We have enough Atmos titles to make this interesting...

I'm curious, what do you think is the best Atmos demo disc?

My pick remains Gravity (and Dolby's original Atmos Demo Disc 2014 as a strong runner-up). Gravity, though, has such a fantastic opening scene of swirling audio...loaded with dynamics... it's phenomenal!


----------



## Mike Edwards (Mar 10, 2011)

I think it's a tough call between Gravity, Jupiter Ascending and San Andreas. Each has their pros and cons

Gravity has an incredible amount of depth to it, and it's easily discernible in space where you are focusing on individual pings and tings and little noises.

Jupiter Ascending as an epic sounding track that just exudes complexity and layering of noises

San Andreas is just the poster child for the ability to balance 10 gazillion sounds at once, layering softer vocals and the insanity of buildings crumbling all around you while the world burns so to speak


----------



## Todd Anderson (Jul 24, 2009)

Good call on Jupiter Ascending...

I wish that had been a better movie :-/ ... perhaps it would better demo legs in my home. Maybe it's time to give it another shot.


----------



## Mike Edwards (Mar 10, 2011)

Todd Anderson said:


> Good call on Jupiter Ascending...
> 
> I wish that had been a better movie :-/ ... perhaps it would better demo legs in my home. Maybe it's time to give it another shot.

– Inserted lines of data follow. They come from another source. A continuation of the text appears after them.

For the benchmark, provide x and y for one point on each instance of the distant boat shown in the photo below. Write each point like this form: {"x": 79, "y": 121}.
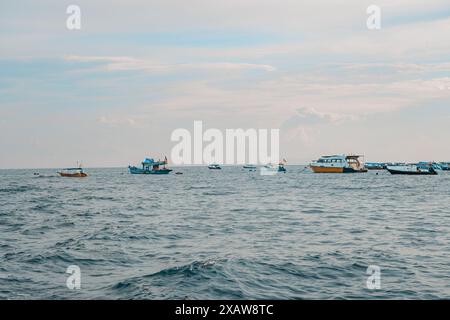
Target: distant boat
{"x": 375, "y": 166}
{"x": 150, "y": 166}
{"x": 214, "y": 166}
{"x": 338, "y": 164}
{"x": 411, "y": 169}
{"x": 270, "y": 169}
{"x": 73, "y": 173}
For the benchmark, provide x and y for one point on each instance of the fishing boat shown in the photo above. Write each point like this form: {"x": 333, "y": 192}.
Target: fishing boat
{"x": 270, "y": 169}
{"x": 411, "y": 169}
{"x": 375, "y": 166}
{"x": 338, "y": 164}
{"x": 72, "y": 173}
{"x": 150, "y": 166}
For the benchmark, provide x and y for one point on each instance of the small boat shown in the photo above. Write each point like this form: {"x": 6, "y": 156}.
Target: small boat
{"x": 375, "y": 166}
{"x": 270, "y": 169}
{"x": 214, "y": 166}
{"x": 411, "y": 169}
{"x": 150, "y": 166}
{"x": 338, "y": 164}
{"x": 73, "y": 173}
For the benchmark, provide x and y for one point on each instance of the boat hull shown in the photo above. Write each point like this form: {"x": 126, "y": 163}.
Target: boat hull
{"x": 134, "y": 170}
{"x": 317, "y": 169}
{"x": 413, "y": 173}
{"x": 73, "y": 175}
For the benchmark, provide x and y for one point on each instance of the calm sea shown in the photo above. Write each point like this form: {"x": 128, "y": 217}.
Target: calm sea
{"x": 228, "y": 234}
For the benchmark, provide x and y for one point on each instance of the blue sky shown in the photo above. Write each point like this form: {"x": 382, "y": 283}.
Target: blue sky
{"x": 112, "y": 93}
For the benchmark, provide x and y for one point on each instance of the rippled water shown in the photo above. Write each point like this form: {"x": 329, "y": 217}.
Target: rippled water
{"x": 226, "y": 234}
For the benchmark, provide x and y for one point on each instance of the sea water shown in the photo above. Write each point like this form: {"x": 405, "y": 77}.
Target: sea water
{"x": 224, "y": 234}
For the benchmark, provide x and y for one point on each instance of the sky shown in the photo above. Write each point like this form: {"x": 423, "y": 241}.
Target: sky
{"x": 112, "y": 92}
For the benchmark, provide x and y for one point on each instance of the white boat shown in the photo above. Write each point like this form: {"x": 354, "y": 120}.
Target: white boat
{"x": 338, "y": 164}
{"x": 411, "y": 169}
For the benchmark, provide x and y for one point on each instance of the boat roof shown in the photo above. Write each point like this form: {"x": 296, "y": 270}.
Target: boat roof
{"x": 342, "y": 156}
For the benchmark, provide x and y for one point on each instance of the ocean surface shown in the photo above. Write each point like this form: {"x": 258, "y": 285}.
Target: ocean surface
{"x": 229, "y": 234}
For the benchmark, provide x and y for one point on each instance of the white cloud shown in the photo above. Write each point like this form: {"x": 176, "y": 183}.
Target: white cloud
{"x": 133, "y": 64}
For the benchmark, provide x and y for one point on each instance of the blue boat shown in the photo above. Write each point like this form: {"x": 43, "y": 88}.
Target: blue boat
{"x": 150, "y": 166}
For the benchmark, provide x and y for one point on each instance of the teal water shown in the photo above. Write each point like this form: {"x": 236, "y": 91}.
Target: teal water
{"x": 228, "y": 234}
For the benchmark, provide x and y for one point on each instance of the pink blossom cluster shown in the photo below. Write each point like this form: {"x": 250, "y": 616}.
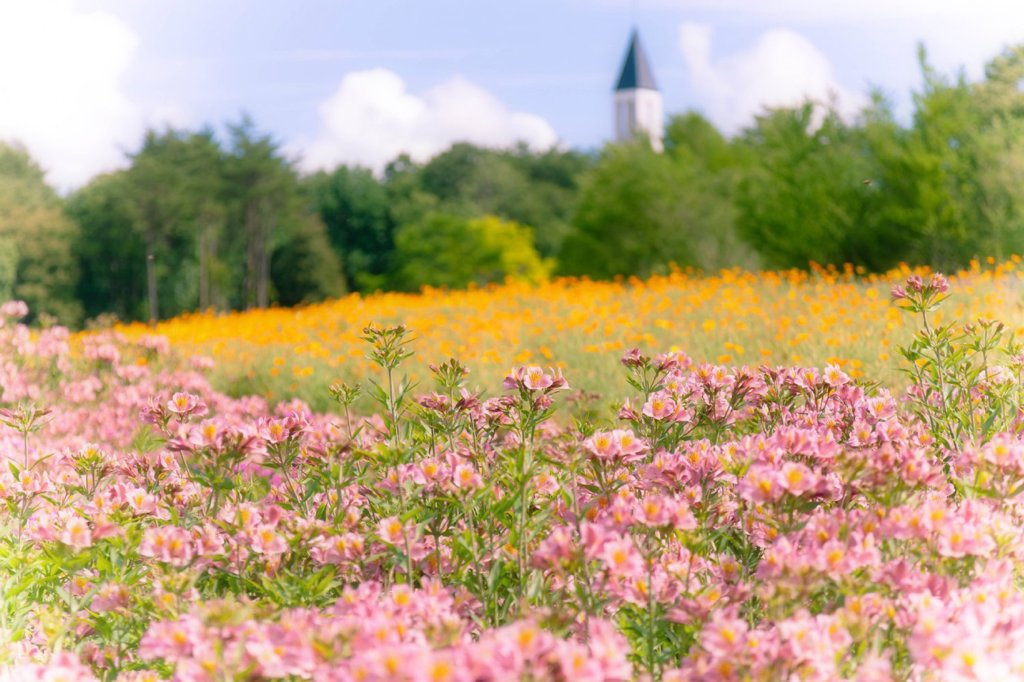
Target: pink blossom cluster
{"x": 727, "y": 523}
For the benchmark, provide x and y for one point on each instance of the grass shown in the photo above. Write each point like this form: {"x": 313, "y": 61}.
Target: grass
{"x": 732, "y": 317}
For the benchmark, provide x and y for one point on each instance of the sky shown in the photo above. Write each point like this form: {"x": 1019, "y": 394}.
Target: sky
{"x": 358, "y": 82}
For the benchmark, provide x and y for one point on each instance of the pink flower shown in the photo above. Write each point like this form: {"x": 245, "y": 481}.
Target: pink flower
{"x": 168, "y": 544}
{"x": 466, "y": 477}
{"x": 185, "y": 405}
{"x": 659, "y": 406}
{"x": 77, "y": 533}
{"x": 266, "y": 540}
{"x": 797, "y": 478}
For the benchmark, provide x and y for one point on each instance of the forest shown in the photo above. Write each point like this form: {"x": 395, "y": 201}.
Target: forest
{"x": 201, "y": 219}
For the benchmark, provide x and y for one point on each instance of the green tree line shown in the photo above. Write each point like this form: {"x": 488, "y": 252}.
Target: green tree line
{"x": 198, "y": 220}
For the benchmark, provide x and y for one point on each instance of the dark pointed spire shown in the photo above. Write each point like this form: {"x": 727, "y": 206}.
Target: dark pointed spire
{"x": 636, "y": 70}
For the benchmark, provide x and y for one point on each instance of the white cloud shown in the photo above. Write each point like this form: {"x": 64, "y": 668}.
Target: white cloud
{"x": 60, "y": 91}
{"x": 372, "y": 118}
{"x": 781, "y": 69}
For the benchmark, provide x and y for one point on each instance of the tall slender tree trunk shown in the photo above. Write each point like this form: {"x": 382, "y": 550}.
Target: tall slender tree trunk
{"x": 151, "y": 274}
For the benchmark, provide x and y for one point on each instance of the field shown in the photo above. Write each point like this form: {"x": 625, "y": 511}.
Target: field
{"x": 686, "y": 478}
{"x": 734, "y": 317}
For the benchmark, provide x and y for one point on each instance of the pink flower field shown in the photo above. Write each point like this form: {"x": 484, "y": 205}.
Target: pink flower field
{"x": 717, "y": 523}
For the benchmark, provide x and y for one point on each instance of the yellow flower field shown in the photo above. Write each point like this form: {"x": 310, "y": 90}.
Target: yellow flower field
{"x": 734, "y": 317}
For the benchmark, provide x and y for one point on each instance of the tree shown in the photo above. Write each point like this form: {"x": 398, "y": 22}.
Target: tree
{"x": 355, "y": 209}
{"x": 36, "y": 240}
{"x": 804, "y": 198}
{"x": 264, "y": 189}
{"x": 641, "y": 211}
{"x": 176, "y": 183}
{"x": 304, "y": 268}
{"x": 444, "y": 250}
{"x": 110, "y": 249}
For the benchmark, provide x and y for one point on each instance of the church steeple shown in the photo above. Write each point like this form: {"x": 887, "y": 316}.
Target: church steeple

it's a very visually beautiful movie, and the premise is a lot of fun. it's just the execution where it falls apart. great demo disc, but not much else.


----------



## s8830906 (Aug 23, 2016)

I liked the subtle uses of Atmos in "_John Wick_", especially the rain scenes.


----------



## Todd Anderson (Jul 24, 2009)

Agree. Wick is fantastic Atmos film!


----------



## JBrax (Oct 13, 2011)

While Gravity is phenomenal my personal favorite is Mad Max Fury Road. There are some real demo moments with it and to be honest too many to pick my favorite.


----------



## Savjac (Apr 17, 2008)

Fine...leave us left behinders out of the game. :laugh2:


----------